The case of Shawn Hornbeck received the attention of psychics after the eleven-year-old went missing on October 6, 2002. Most notably, self-proclaimed psychic Sylvia Browne appeared on The Montel Williams Show and provided the parents of Shawn Hornbeck a detailed description of the abductor and where Hornbeck could be found. Browne responded "No" when asked if he was still alive. When Hornbeck was found alive more than four years later, few of the details given by Browne were correct. Shawn Hornbeck's father, Craig Akers, has stated that Browne's declaration was "one of the hardest things that we've ever had to hear," and that her misinformation diverted investigators wasting precious police time.

A body was located in the US by Psychic Annete Martin. Dennis Prado, a retired US paratrooper, had gone missing from his apartment, and Police had been unable to locate his whereabouts. With no further leads, the chief investigating officer, Fernando Realyvasquez, a sergeant with the Pacifica (California) Police, contacted psychic detective Annette Martin. Prado had lived near a large forest, some 2000 square miles. Martin was given a map, she circled a small spot on the map, about the size of two city blocks. She said that Prado had struggled for breath, had died and his body would be there within the indicated area. She described the path he took, and where the body would be found. Although the area had been searched, a search and rescue officer found the body covered with dirt with a sniffer dog at the location, as Martin had indicated. While the body had deteriorated, there was no evidence that he had been attacked and it thought likely he had died of natural causes, as she also indicated.

In Sydney Australia in 1996, a Belgian born Sydney psychic, Phillipe Durant was approached by the fiance of missing Paula Brown to help locate her.

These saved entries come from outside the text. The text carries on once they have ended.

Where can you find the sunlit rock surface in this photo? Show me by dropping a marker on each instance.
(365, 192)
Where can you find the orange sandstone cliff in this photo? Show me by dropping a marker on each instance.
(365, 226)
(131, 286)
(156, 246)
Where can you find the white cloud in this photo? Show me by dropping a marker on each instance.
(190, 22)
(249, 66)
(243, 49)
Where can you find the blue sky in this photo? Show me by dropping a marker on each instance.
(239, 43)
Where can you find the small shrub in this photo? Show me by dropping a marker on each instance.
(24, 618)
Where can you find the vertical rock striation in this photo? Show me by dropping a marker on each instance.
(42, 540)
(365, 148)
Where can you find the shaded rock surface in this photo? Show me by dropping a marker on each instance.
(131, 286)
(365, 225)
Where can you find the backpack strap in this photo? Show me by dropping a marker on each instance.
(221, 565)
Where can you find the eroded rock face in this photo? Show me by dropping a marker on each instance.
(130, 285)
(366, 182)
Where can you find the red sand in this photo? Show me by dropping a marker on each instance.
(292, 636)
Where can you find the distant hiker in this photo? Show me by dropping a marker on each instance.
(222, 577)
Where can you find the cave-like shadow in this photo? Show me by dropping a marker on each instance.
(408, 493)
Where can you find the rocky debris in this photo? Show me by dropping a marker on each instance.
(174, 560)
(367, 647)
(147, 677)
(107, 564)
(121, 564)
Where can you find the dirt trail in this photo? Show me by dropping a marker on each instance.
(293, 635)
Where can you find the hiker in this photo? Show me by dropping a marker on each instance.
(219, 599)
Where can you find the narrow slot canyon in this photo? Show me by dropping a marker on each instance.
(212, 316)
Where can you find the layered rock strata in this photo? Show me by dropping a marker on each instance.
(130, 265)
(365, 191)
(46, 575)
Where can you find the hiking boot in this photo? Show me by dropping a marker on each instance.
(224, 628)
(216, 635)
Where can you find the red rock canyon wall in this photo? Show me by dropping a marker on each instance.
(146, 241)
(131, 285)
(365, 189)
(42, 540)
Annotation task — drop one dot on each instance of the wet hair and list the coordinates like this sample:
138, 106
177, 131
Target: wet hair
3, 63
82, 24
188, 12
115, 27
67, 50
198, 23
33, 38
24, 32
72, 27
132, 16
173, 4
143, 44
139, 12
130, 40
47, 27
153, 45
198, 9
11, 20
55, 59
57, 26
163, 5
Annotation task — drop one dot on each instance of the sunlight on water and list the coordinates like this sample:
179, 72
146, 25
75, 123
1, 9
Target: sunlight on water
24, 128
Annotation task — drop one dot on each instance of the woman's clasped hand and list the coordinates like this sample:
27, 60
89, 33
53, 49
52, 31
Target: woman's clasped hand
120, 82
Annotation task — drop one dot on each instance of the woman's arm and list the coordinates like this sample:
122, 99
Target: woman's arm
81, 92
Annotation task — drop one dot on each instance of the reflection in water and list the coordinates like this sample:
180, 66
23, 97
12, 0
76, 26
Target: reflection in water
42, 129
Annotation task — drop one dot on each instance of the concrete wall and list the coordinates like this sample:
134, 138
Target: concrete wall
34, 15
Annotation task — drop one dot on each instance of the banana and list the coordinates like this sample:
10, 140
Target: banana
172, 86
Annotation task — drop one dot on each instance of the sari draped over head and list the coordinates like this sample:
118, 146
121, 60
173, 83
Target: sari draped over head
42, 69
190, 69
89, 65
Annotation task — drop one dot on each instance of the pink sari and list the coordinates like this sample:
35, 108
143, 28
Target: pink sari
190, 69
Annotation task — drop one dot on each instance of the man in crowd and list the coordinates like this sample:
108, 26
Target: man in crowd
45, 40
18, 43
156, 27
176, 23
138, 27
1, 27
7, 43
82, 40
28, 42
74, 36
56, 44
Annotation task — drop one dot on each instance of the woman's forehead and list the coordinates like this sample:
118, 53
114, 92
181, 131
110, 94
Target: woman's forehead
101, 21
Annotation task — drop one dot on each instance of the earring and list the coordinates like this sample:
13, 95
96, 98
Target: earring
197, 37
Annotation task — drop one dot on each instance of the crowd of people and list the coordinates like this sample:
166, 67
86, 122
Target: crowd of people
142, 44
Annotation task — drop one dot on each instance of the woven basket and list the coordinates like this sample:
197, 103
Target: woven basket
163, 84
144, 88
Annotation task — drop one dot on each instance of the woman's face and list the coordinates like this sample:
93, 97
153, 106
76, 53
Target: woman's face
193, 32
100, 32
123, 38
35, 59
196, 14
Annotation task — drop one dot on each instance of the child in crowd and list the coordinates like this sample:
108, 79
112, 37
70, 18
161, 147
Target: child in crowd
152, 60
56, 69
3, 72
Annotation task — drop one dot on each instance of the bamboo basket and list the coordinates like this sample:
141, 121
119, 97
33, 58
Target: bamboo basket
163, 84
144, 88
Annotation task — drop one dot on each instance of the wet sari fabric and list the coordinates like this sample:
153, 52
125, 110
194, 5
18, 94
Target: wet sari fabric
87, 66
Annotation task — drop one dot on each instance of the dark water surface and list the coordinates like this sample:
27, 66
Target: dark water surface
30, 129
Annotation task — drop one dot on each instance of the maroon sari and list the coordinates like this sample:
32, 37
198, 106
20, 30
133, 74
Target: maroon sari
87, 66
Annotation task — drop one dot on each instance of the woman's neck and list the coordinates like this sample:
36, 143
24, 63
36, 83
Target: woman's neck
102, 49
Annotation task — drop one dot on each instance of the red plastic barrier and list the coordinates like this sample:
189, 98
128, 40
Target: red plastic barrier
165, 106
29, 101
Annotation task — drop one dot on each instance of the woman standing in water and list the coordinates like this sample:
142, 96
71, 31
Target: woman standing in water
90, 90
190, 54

Durante told police the location of the body of Brown. She was found less than two Kilometres of the spot he had indicated in Port Botany, by a truck driver who came across the body. "Even though the body was discovered purely by chance, the speculation by a clairvoyant appears to have been uncannily accurate," a police spokeswoman conceded. Durant had used a plumb bob and a grid map, combined with some hair from the victim.

In 2001, the body of Thomas Braun was located by Perth based Aboriginal clairvoyant Leanna Adams in Western Australia. Police had initially been unable to find the body. The family of Braun had been told to contact Adams, an Aboriginal psychic who lived in Perth. The Braun Family had requested police to do a search based on Adams’ directions but they had not assisted. Adams went to Alice Springs in the Northern Territory, and took the family members directly to Braun’s remains, a spot high on a ridge west of the town, some 20 kilometres out. The remains were not immediately identifiable. Police later confirmed the remains to be his using DNA testing.

In August, 2010, Aboriginal Elder Cheryl Carroll-Lagerwey claimed to have seen the location of a missing child, Kiesha Abrahams, in her dream. The missing child's disappearance was being investigated by police. She took them to a location where a dead body was found, however it was of an adult woman and not the body of the child.